[ROCm] logsumexp on ROCm needs scaling back to natural base. (#156903)

Fixes #156012 This is a temporary solution that makes context parallelism working before logsumexp behavior changes landed in AOTriton. After discussion we are not going to release AOTriton 0.10.1 to fix this due to * Even if the interface is not changed, changing the behavior of returned logsumexp tensor should still be considered as an ABI break.
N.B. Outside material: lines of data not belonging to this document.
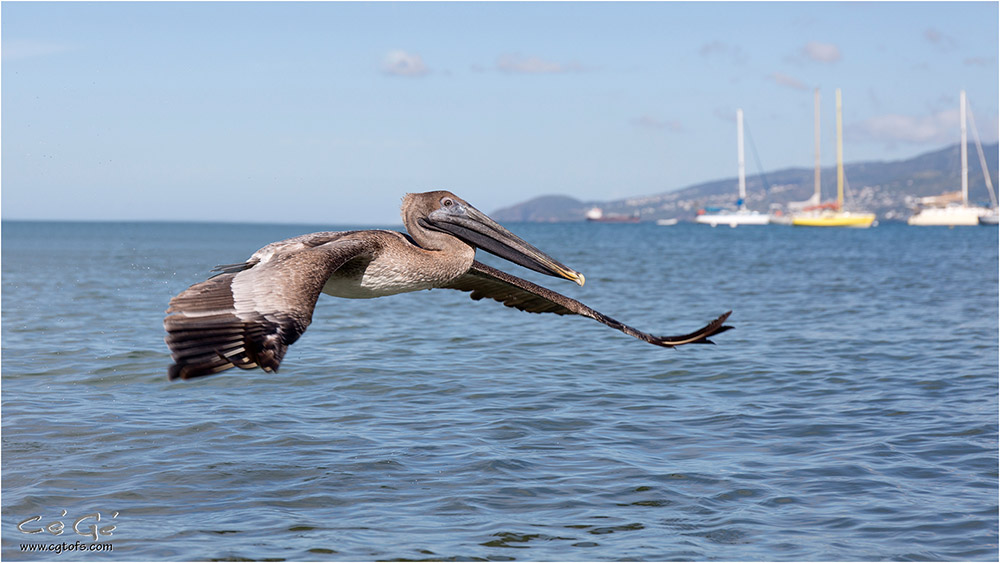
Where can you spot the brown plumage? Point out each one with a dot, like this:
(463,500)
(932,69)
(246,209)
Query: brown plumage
(248,314)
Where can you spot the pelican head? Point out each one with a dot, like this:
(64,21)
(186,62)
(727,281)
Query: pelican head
(430,216)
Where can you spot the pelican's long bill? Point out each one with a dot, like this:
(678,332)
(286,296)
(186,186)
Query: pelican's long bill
(476,228)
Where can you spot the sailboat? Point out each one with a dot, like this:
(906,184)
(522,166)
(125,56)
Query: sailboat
(945,210)
(742,215)
(833,215)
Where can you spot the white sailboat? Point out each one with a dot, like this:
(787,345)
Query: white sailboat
(742,215)
(947,210)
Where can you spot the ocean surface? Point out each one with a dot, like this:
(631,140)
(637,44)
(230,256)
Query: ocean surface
(850,415)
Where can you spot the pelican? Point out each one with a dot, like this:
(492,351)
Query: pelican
(248,314)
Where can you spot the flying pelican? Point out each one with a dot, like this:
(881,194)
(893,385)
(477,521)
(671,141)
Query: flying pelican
(248,314)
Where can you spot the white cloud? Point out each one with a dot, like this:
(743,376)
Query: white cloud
(401,63)
(941,127)
(985,62)
(17,49)
(650,122)
(532,65)
(939,40)
(720,49)
(820,52)
(785,80)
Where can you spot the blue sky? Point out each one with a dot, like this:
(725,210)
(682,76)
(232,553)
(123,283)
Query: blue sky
(329,112)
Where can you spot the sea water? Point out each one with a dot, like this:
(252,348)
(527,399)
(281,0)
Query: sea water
(850,415)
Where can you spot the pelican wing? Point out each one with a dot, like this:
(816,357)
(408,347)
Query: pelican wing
(486,282)
(249,314)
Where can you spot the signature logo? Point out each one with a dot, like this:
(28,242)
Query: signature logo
(86,525)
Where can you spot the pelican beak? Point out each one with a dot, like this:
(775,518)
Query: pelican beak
(476,228)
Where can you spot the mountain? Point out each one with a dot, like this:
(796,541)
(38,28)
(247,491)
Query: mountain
(889,189)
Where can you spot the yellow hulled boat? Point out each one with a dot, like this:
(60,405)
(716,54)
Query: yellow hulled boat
(834,219)
(833,214)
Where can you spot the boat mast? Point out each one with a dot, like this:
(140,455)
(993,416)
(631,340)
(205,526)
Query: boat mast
(816,129)
(740,160)
(840,154)
(965,150)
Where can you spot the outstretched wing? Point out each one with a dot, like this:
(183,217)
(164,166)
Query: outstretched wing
(484,281)
(248,315)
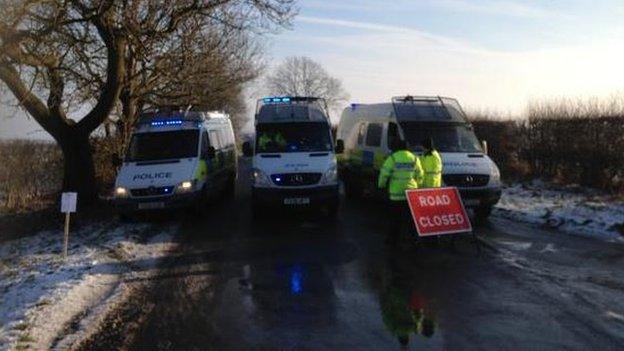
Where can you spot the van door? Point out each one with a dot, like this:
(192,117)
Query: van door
(219,159)
(373,155)
(209,162)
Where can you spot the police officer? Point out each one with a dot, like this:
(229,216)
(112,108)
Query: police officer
(271,140)
(432,166)
(402,170)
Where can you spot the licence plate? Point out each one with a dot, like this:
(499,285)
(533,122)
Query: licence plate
(151,205)
(297,201)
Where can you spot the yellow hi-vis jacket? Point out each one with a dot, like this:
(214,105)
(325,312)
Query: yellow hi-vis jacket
(403,170)
(432,166)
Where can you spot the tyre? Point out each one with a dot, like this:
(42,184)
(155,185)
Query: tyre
(230,186)
(332,210)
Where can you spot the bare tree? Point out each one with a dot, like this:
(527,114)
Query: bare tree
(302,76)
(57,55)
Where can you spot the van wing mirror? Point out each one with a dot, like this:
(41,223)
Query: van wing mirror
(116,160)
(247,151)
(339,146)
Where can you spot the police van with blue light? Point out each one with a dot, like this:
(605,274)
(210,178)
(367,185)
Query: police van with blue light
(176,158)
(368,130)
(294,156)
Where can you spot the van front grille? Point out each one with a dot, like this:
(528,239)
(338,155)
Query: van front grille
(296,179)
(466,180)
(152,191)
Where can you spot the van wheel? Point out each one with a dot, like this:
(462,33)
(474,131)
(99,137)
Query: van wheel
(332,210)
(482,213)
(126,217)
(258,212)
(230,187)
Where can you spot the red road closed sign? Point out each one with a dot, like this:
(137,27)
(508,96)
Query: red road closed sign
(438,211)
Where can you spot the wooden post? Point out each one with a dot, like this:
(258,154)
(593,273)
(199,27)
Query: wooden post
(66,242)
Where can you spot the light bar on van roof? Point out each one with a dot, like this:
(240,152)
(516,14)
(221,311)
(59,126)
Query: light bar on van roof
(171,122)
(269,100)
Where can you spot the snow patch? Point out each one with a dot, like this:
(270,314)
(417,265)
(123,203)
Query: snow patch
(42,296)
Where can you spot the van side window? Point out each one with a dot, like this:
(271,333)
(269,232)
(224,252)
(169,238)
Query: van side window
(393,134)
(205,145)
(223,136)
(373,134)
(361,132)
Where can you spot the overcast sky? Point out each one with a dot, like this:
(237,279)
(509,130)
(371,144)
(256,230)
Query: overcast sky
(490,54)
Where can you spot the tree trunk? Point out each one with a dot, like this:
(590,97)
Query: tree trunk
(128,116)
(78,167)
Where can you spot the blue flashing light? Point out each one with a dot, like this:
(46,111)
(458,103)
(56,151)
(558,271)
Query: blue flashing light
(173,122)
(296,281)
(275,99)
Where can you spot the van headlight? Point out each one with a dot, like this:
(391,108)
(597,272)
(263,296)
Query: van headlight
(121,192)
(185,186)
(331,176)
(260,179)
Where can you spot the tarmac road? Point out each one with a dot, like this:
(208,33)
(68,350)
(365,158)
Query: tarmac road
(298,282)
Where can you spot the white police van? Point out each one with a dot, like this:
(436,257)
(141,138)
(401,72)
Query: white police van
(176,158)
(294,158)
(368,130)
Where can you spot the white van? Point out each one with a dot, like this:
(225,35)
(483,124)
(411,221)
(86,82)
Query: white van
(294,158)
(368,130)
(176,158)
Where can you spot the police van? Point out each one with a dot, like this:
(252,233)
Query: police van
(176,158)
(294,156)
(368,130)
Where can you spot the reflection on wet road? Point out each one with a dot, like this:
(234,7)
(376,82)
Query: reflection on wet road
(297,282)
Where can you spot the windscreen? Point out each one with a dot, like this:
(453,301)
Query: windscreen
(447,137)
(163,145)
(427,112)
(293,137)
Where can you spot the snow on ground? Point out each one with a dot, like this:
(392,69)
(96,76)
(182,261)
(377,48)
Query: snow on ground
(42,297)
(571,209)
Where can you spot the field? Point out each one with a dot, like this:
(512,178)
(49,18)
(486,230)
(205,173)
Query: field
(565,142)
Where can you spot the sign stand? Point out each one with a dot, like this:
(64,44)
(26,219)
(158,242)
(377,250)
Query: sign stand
(68,206)
(440,211)
(66,241)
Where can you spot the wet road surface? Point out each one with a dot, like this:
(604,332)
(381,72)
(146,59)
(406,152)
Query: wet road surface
(302,282)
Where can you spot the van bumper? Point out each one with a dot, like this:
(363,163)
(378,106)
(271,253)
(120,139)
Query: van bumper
(174,201)
(278,197)
(480,197)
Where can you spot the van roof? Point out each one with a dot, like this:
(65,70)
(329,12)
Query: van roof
(287,109)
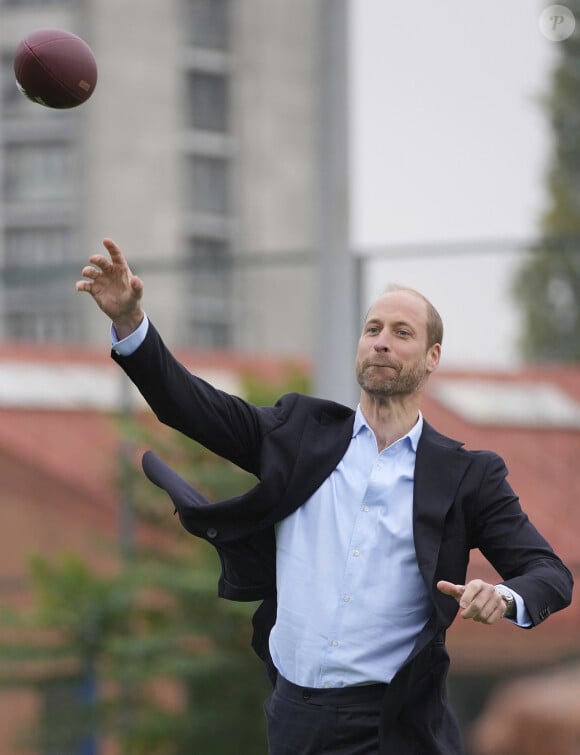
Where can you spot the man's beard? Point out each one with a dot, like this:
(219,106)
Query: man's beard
(376,379)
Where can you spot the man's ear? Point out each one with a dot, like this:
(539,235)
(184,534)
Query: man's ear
(433,357)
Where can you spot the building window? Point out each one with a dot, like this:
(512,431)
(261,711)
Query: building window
(210,289)
(33,247)
(209,185)
(208,101)
(206,23)
(40,327)
(39,172)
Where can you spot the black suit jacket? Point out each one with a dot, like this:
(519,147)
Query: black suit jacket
(461,501)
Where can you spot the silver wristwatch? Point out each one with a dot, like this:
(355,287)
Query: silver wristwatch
(508,599)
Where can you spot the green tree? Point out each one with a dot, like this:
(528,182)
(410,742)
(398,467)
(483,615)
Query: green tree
(147,655)
(547,287)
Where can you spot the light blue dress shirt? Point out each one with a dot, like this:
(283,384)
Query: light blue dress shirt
(351,599)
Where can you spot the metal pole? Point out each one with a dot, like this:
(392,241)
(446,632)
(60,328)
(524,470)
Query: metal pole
(336,318)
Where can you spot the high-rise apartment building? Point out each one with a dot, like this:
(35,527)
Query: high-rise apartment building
(195,152)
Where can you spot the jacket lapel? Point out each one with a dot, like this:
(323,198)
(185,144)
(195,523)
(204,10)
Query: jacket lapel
(439,468)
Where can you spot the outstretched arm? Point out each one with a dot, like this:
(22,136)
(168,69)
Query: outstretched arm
(114,288)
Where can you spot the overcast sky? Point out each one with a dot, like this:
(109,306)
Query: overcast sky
(450,144)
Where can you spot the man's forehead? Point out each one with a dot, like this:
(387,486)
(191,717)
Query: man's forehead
(399,304)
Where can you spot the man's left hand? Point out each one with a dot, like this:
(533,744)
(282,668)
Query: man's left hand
(478,600)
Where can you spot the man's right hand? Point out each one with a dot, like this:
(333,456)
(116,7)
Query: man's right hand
(114,288)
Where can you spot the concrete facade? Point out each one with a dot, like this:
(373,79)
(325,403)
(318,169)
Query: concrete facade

Such changes do not fall into the "ABI compatible" category and should be postponed to next release. * AOTriton 0.11 is scheduled to be released before end of July, which is less than five weeks Pull Request resolved: https://github.com/pytorch/pytorch/pull/156903 Approved by: https://github.com/jeffdaily, https://github.com/XilunWu
2025-12-06 12:20:52 +01:00 · 2025-07-14 02:50:36 +00:00 · 2025-07-14 02:50:36 +00:00 · 1ea9cde598
commit 1ea9cde598
parent edb92e16ba
1 changed files with 18 additions and 0 deletions
--- a/torch/distributed/tensor/experimental/_attention.py
+++ b/torch/distributed/tensor/experimental/_attention.py
@ -43,6 +43,16 @@ class _RotateMethod(Enum):
 aten = torch.ops.aten
 logger = logging.getLogger(__name__)

+_is_hip: bool = hasattr(torch.version, "hip") and torch.version.hip is not None
+if _is_hip:
+    gcn_arch_name = torch.cuda.get_device_properties("cuda").gcnArchName
+    _is_ck_supported = False
+    for arch in ["gfx942", "gfx950"]:
+        if arch in gcn_arch_name:
+            _is_ck_supported = True
+    _preferred_rocm_fa_library = torch.backends.cuda.preferred_rocm_fa_library
+    _CK_BACKEND = torch.backends.cuda._ROCmFABackends["ck"]
+

 class _DispatchMode(Enum):
    MONKEY_PATCH = auto()
@ -446,6 +456,14 @@ def _templated_ring_attention(
            is_causal=is_causal_behavior.value,
            **kwargs,
        )
+        if _is_hip:  # See: https://github.com/pytorch/pytorch/issues/156012
+            need_scaling = True
+            # Note: it is possible that CK is seleted but not compiled in the binary.
+            if _is_ck_supported and _preferred_rocm_fa_library() == _CK_BACKEND:
+                # Unsure about CK's behavior, keep logsumexp untouched
+                need_scaling = False
+            if need_scaling:
+                logsumexp *= 0.6931471805599453
        sdpa_merger.step(out, logsumexp, partial)

    return *sdpa_merger.results(), *rest